On 19 November 1990, then-President Carlos Menem appointed her a national judge in Criminal and Correctional Court No. 1 with electoral jurisdiction. She presided over the case known as Yomagate, which accused Amira Yoma – the President's sister-in-law – of laundering money from drug trafficking.

In 1992 she filed a judicial appeal to censor the comedian Tato Bores for a satirical sketch he was about to perform on his television program. A civil court ruled in her favor, and the order not to use her name was applied to the well-known humorist. In response, a chorus of celebrities (including Mariano Grondona, Alejandro Dolina, Susana Giménez, China Zorrilla, Magdalena Ruiz Guiñazú, Luis Alberto Spinetta, Ricardo Darín, and Víctor Hugo Morales) dedicated a song with the refrain "Judge Baru Budu Budía is the greatest there is."

===Assassination of Chilean General Carlos Prats===
On 9 November 1999, Servini de Cubría questioned Michael Townley, a former member of the Dirección de Inteligencia Nacional (DINA). For the first time he not only confessed how General Carlos Prats and his wife were murdered, but also how he fled Chile in 1973 to avoid arrest after the murder of a worker in the facilities of the TV channel of the Catholic University in Concepción. The latter deed earned him admittance to immediately join the DINA's secret squads.

===December 2001 riots===
Judge Servini de Cubría issued orders to police during the 20 December 2001 demonstrations in the Plaza de Mayo. She later initiated the prosecution of Secretary of Security Enrique Mathov, Federal Police chief Rubén Santos, and police commissioners Jorge "El Fino" Palacios, Raúl Andreozzi, and Norberto Gaudiero on five counts of "culpable homicide", accusing them of "propitiating through their ineptitude the episodes of generalized violence that went on in those days."

===Demand to Google and Yahoo!===
In 2008, the judge filed an appeal to block access to any information and images of herself existing in the search engines Google and Yahoo! that did not have her consent. However, the National Chamber of Civil and Commercial Appeals decided to withdraw the request.

===2013 judicial reform===
In June 2013 Judge Servini de Cubría issued the "Rizzo" ruling which declared unconstitutional the reform of the magistracy council, called "democratization of justice" by the ruling party. The decision was later confirmed by the Supreme Court.

===Franco era court actions===

In the 2010s an Argentine court accused Antonio González Pacheco, a former police inspector, of committing criminal acts in Francoist Spain. He was sought for extradition in 2014, by Servini. The request for extradition was refused by the Spanish High Court on the basis that the statute of limitations had run out on the accusation against him.

In September 2013, Servini de Cubría opened a case to investigate the alleged "baby theft" that occurred, according to the complainants, in Francoist Spain. On 31 January 2014, the first complaints of Spanish residents were received after the authorization of the Argentine consulate in Madrid.
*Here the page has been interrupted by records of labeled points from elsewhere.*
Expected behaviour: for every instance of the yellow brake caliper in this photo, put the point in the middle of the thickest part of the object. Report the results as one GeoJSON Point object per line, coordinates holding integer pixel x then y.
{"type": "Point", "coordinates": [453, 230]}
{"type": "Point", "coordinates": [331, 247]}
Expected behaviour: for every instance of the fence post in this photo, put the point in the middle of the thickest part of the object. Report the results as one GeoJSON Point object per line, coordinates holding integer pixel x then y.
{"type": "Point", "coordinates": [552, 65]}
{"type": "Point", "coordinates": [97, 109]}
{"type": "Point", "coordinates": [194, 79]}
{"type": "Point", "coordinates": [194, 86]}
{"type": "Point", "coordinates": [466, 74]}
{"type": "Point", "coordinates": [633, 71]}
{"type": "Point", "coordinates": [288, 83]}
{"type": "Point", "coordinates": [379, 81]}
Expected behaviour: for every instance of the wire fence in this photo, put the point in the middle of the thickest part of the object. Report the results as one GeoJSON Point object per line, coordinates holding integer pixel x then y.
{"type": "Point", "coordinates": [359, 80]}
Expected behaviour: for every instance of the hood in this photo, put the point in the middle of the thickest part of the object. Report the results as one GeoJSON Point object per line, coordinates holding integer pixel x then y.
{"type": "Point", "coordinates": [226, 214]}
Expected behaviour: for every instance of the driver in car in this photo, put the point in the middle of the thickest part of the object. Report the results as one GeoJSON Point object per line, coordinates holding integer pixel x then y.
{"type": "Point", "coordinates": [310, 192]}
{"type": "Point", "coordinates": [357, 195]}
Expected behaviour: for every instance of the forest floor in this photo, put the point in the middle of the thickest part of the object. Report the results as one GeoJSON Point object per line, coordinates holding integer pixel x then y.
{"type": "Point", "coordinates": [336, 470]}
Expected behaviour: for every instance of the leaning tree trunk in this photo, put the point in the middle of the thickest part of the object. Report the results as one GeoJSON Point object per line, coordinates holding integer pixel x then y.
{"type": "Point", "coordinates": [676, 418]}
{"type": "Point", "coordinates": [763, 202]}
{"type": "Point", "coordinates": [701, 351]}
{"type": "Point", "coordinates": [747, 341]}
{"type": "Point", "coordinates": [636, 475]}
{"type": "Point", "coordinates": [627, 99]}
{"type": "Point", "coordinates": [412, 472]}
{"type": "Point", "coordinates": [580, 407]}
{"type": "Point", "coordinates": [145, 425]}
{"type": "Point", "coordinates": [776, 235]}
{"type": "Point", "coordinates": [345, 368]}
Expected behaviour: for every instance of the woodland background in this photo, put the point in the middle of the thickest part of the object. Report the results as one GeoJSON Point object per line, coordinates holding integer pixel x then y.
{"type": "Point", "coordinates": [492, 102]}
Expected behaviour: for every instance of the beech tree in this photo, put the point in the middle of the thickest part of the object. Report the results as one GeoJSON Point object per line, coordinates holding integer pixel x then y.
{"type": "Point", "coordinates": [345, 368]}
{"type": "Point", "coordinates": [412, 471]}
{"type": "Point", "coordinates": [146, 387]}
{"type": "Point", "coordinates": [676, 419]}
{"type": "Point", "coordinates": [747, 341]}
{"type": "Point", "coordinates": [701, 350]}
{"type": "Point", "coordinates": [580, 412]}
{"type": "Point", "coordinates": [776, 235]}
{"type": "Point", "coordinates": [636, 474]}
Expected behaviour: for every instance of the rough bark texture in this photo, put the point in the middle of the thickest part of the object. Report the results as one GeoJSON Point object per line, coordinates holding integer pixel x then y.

===2015 transfer of power===

In December 2015, Servini de Cubría, as a result of an action initiated by the Cambiemos alliance, issued a declaratory sentence that established a time for the end of the term of President Cristina Fernández de Kirchner, and the beginning of that of Mauricio Macri.

===Resignation===
On 26 December 2017 María Romilda Servini de Cubría resigned from her position on the federal court with electoral jurisdiction in Buenos Aires Province, citing "strictly personal reasons".

==Personal life==
In September 2016 Servini de Cubría underwent coronary angioplasty for a thrombosis at the Argentine Diagnostic and Treatment Institute.

She and her husband Juan Tomás Cubría have two children, Eduardo Cubría and Juan Carlos Cubría.

In April 2021, she tested positive for COVID-19 and was admitted to the intensive care unit at the Sanatorium Otamendi in Buenos Aires. She had previously received her first dose of the COVID-19 vaccine Sputnik V and was critical of President Alberto Fernández over the handling of the vaccination program.